E poi c’è la squadra di Massimo Moratti. «Ci sono sei giocatori dentro», confida Antonio Bellavista, ex capitano del Bari, allo scommettitore Fabio Daledo parlando della partita Inter-Lecce. La conversazione – che figura negli ultimi atti – è delle 12.17, quindi prima del match, finito 1-0 per i nerazzurri, mentre secondo gli scommettitori si sarebbe dovuto concludere con un vantaggio ben più ampio. In particolare, Daledo riferisce a Bellavista le quote della partita: «Se fanno tre gol fai pari, se fanno due gol perdi e se fanno quattro gol vinci ed è a 1.77 giusto come ti ha detto lui». Bellavista, secondo quanto si legge negli atti processuali, risponde «va bene così, almeno si sono parati il culo, visto che se fanno tre gol magari loro vorrebbero i soldi (inteso per i giocatori interessati alla combine – nota degli investigatori) invece non beccano niente e ci siam parati il culo». Daledo osserva che «bisogna vedere come si sono messi d’accordo i giocatori» e poi chiede a Bellavista dove si trova il Lecce in classifica.
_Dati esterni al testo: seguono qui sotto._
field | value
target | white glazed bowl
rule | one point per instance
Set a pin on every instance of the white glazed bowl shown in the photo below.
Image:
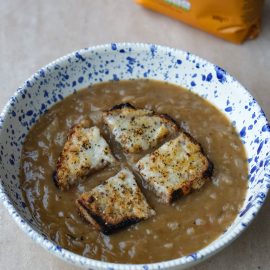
(121, 62)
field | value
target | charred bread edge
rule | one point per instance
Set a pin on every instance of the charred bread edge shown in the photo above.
(121, 106)
(128, 105)
(105, 228)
La risposta è che il Lecce si trova ad un punto dal Cesena, che è quartultimo, «il Cesena ieri ha perso ed il Lecce oggi va a Milano e li massacrano». Daledo ribatte che «anche il Milan la settimana scorsa col Bari li dovevano massacrare ed han fatto 1-1», ma Bellavista «gli confida – scrivono gli investigatori – che ci sono sei giocatori dentro, così gli ha detto il suo amico, compreso il portiere». Daledo però dice «che lui prima stava parando del Bologna» e Bellavista «risponde di no, che lui stava parlando del Lecce, Inter-Lecce, in quanto ha sentito il tipo e che la partita è Inter Lecce». Intanto, sulla base degli interrogatori, si allunga a trenta la lista delle partite a rischio contraffazione.
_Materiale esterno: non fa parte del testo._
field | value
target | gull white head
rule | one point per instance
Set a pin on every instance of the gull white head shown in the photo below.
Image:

Nell’elenco entrano nuovi incontri di serie A, tra cui Milan-Bari e una del campionato 2010, e quattro di B: Ascoli-Pescara, Ascoli-Sassuolo, Modena-Siena e Sassuolo-Varese. Mentre il bookmaker Sky Sport365, nel dossier sulle scommesse anomale che sta per consegnare ai magistrati, inserisce Chievo-Roma del passato torneo, con la compagine capitolina in vantaggio per uno a zero nel primo tempo. A dipingere con vividi particolari uno scenario sulla correttezza nel mondo del pallone definito «sconfortante», sono il dentista di Sirolo Marco Pirani e il commercialista di Bologna Manlio Bruni.
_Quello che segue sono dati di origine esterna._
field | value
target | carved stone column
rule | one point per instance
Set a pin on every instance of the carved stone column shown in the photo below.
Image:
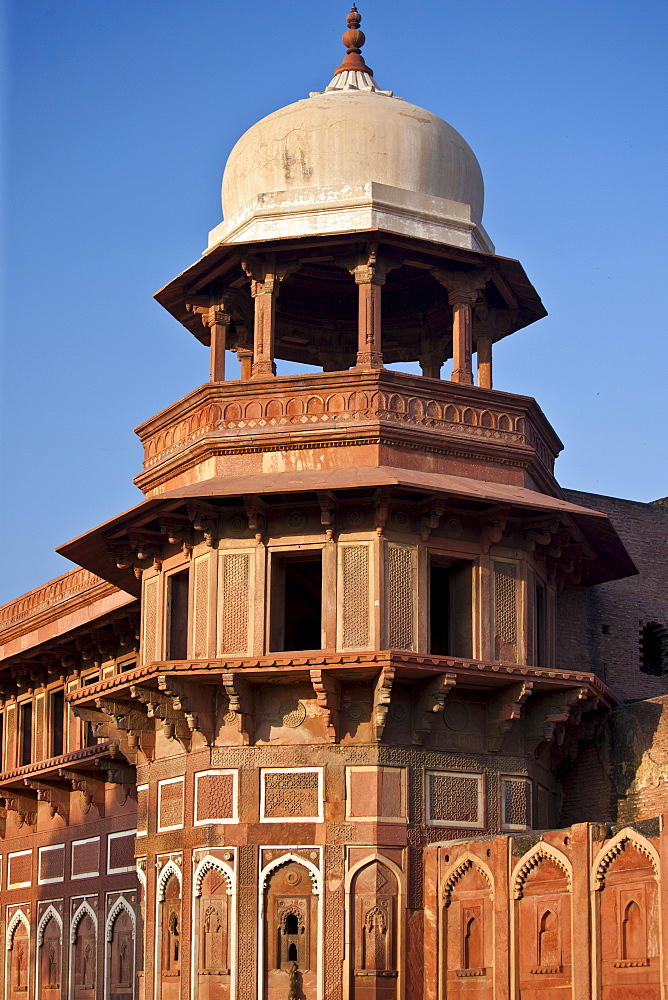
(485, 362)
(264, 290)
(370, 277)
(245, 356)
(461, 298)
(218, 322)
Il primo, ascoltato per sette ore dal procuratore capo Roberto Di Martino, ha affrontato una per una le diciotto partite identificate dall’accusa, ne ha aggiunta un’altra dozzina tra A e B – tra cui Roma-Fiorentina, Lecce-Cagliari e Genoa-Lecce – e ha coinvolto direttamente cinque società. Milan-Bari invece spunta da una delle intercettazioni contenute nei brogliacci in cui l’ex capitano della formazione biancorossa Antonio Bellavista si giustificherebbe con alcuni scommettitori sui motivi per cui la partita non sarebbe terminata con un over, adducendo come scusa che i giocatori della compagine pugliese avrebbero avuto paura di essere scoperti dalla società e si sarebbero tirati indietro.